Many adjuncts see a union as their only chance for fair pay, benefits and better working conditions.
“The ugly truth is that the administration considers us not really employees, and they tell us this to our faces,” said Tara Blackwell from USF’s department of cell biology, microbiology and molecular biology, one of several adjuncts who spoke at the rally. “We sign contracts one semester at a time, get no job security and almost no pay.”
Adjuncts from the USF system in Tampa, St. Petersburg and Sarasota-Manatee launched a union campaign last January under the name Faculty Forward. By April, they had the number of signatures required to petition the state Public Employees Relations Commission (PERC) for a union election.

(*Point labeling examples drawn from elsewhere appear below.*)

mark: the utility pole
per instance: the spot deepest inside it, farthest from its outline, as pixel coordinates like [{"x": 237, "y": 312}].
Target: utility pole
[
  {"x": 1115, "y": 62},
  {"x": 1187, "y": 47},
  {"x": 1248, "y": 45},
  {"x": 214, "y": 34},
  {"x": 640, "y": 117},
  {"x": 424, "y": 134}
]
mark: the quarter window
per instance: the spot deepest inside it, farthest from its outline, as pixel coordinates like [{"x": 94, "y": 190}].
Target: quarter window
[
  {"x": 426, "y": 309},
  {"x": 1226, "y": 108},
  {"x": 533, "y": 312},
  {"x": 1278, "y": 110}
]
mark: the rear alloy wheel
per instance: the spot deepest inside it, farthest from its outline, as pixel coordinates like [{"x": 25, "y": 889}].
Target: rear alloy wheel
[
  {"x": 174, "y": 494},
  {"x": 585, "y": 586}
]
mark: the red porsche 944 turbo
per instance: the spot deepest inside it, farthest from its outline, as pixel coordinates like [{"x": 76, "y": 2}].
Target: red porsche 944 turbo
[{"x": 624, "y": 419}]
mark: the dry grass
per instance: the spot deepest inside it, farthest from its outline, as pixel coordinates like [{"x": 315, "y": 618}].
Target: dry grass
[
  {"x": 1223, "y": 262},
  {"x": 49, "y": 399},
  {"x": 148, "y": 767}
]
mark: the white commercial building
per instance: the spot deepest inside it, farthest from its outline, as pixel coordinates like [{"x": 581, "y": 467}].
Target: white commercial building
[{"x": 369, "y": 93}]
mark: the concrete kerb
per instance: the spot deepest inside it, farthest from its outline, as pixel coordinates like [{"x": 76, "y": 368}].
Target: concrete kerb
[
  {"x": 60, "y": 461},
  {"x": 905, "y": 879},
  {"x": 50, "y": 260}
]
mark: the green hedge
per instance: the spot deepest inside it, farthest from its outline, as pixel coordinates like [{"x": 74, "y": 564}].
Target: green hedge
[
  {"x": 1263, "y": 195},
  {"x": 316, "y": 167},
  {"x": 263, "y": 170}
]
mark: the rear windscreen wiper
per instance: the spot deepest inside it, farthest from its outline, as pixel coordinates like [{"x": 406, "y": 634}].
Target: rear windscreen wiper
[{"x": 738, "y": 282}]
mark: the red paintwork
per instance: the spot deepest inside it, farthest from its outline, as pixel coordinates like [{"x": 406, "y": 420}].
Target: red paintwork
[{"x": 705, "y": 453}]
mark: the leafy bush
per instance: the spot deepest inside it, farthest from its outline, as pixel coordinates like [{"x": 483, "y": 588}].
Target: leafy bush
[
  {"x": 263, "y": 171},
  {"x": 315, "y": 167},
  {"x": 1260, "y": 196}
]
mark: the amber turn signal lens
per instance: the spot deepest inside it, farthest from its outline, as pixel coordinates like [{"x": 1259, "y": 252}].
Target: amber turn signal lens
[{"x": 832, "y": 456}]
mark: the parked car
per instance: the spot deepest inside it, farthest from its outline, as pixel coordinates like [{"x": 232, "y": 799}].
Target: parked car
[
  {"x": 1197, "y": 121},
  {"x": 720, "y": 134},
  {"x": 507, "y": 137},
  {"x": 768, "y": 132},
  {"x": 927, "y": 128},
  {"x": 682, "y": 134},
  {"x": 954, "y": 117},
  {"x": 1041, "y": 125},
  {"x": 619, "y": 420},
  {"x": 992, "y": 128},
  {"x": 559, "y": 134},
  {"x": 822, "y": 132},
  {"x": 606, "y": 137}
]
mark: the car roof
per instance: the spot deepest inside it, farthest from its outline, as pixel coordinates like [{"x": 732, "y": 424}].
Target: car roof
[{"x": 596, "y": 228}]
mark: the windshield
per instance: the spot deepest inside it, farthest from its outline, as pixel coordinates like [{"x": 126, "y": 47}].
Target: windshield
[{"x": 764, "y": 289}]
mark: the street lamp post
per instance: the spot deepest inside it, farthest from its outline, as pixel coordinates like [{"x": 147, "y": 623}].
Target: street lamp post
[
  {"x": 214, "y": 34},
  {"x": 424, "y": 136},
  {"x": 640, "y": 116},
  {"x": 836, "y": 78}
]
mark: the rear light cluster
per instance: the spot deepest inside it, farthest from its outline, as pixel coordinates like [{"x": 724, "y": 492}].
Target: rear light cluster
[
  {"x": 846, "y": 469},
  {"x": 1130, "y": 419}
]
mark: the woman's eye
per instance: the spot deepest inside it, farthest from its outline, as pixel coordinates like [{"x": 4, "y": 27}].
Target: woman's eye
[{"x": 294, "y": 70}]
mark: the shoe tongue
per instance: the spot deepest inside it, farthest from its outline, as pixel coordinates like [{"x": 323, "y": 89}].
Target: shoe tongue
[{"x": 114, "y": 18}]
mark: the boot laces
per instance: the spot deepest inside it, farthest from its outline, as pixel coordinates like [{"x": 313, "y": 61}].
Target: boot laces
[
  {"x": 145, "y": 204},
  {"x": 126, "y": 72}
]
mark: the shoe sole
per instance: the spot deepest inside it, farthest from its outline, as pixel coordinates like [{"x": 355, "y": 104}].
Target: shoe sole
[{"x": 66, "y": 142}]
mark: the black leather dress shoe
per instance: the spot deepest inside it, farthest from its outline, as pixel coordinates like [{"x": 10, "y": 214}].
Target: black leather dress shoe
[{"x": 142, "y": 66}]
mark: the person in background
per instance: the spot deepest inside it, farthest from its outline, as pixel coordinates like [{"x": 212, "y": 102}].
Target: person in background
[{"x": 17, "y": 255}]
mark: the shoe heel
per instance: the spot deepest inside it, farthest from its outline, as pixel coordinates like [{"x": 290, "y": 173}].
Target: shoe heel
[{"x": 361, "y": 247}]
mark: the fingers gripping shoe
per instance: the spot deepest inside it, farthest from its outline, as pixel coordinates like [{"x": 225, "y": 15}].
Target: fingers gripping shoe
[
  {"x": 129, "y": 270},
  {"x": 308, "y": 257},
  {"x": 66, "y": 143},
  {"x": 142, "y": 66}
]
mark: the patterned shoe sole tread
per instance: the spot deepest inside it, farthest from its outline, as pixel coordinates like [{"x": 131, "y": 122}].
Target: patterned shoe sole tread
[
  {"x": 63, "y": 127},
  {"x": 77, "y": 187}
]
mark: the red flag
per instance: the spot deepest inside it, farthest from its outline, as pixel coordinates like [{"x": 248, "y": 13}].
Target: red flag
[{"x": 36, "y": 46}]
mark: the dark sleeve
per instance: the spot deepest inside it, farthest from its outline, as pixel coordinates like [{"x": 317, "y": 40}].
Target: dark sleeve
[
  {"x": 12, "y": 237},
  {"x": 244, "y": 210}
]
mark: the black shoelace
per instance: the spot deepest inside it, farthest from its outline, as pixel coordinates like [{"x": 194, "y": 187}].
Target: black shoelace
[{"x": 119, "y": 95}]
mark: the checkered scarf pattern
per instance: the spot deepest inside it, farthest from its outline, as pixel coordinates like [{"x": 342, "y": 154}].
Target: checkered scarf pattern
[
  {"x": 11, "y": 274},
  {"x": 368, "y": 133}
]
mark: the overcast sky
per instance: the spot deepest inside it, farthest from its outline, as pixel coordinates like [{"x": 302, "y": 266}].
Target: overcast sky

In May, the USF Board of Trustees submitted documents to the state in an attempt to squash the adjuncts’ petition. The trustees served notice that the university would do everything legally possible to prevent adjuncts from forming a union.
After a state hearing officer recommended in October that PERC approve the adjuncts’ request for an election “as soon as is practicable,” the university continued filing paperwork to oppose the adjuncts.
A statement released by the university in October said that although adjuncts “provide a valuable service,” the USF system “believes forming a union is not in the best interests of the adjuncts and continues to oppose this effort.”
The PERC board must decide by late January whether the adjuncts can proceed with a union election.
The university describes adjuncts as “temporary” employees with “no continued expectation of employment” who are “appointed to their positions for the specific purpose of filling unexpected ‘holes’ in the teaching schedule,” according to documents written by attorneys for the university.
About half of the faculty members at USF St. Petersburg in 2016 were adjuncts. They taught 39 percent of all undergraduate student credit hours and 68 percent of all undergraduate course sections in 2015, according to numbers submitted to the Southern Association of Colleges and Schools.
“I feel angry and betrayed. I am a graduate of USF, and I have worked here as a graduate student and adjunct for almost a decade,” wrote Jarad Fennell in a Nov. 13 email to The Crow’s Nest. “I love working here, but the administration has signaled with its repeated delays that it would prefer to spend money on maintaining the fiction that I am a temporary employee rather than providing its adjuncts with a living wage.”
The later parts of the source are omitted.